When the computer’s running, at what temperature would the parts and hardwares inside the chassis? Also, what about when the computer is NOT on?
Hypothetical situation: guy moves to college after summer vacation, packs computer in car the day before the trip starts. the Tower sits in the back seat of a car, with all windows closed, in the hot afternoon summer heat of philly for an afternoon, then the car moves inside a hot garage with no ventilation whatsoever for one whole night… would that cause some damage to the computer? Especially since said hypothetical computer starts restarting itself and crashing/freezing after the trip…
Erg, typo. First part should read
“When the computer’s running, at what temperature would the parts and hardwares inside the chassis start getting damaged? Also, what about when the computer is NOT on?”
The reliability numbers for integrated circuits start to take a down turn somewhere around 45 deg C. This, coincidentally, is also right around the human pain threshold. An old test used by electronics geeks is that if you can’t hold your finger on a part, then it needs more cooling.

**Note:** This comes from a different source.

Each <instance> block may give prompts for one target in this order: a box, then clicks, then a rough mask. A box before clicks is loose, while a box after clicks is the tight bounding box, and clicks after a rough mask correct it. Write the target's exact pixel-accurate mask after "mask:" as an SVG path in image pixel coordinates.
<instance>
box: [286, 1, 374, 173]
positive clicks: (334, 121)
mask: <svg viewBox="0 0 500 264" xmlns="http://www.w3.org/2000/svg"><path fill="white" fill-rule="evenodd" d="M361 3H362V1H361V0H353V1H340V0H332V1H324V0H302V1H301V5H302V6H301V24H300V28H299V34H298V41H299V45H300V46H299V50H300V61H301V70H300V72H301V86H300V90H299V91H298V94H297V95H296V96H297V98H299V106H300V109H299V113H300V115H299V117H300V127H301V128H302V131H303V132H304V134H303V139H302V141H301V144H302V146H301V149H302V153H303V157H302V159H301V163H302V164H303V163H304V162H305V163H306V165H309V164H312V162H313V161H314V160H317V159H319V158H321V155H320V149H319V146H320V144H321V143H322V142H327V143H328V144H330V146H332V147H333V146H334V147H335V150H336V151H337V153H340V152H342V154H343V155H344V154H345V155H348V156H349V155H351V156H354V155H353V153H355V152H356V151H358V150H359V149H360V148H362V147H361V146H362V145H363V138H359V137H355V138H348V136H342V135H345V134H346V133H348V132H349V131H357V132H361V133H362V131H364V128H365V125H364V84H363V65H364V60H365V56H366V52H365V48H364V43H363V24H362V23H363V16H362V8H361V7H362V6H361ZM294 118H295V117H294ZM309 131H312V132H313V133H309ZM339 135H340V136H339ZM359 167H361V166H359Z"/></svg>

However, the computer will continue to run at much higher temperatures than 45 deg C. If you were to run it at say 55 deg C, then it might run ok except it would die within a year. At work we even had a processor on an industrial controller actually catch fire (technically, it was the circuit board around the cpu that had caught fire, the cpu itself was just glowing red). Even with flames shooting out of the chassis it was still running, although at that point it probably only had a few seconds of life left in it.
I just looked up a random hard drive from Seagate, and it gives specs of 0 to 60 deg C while operating and -40 to +70 deg C non-operating. That’s pretty close to what most components will be rated for.
I would suggest tearing your computer apart and putting it back together again. This will reseat all components and may fix your problem.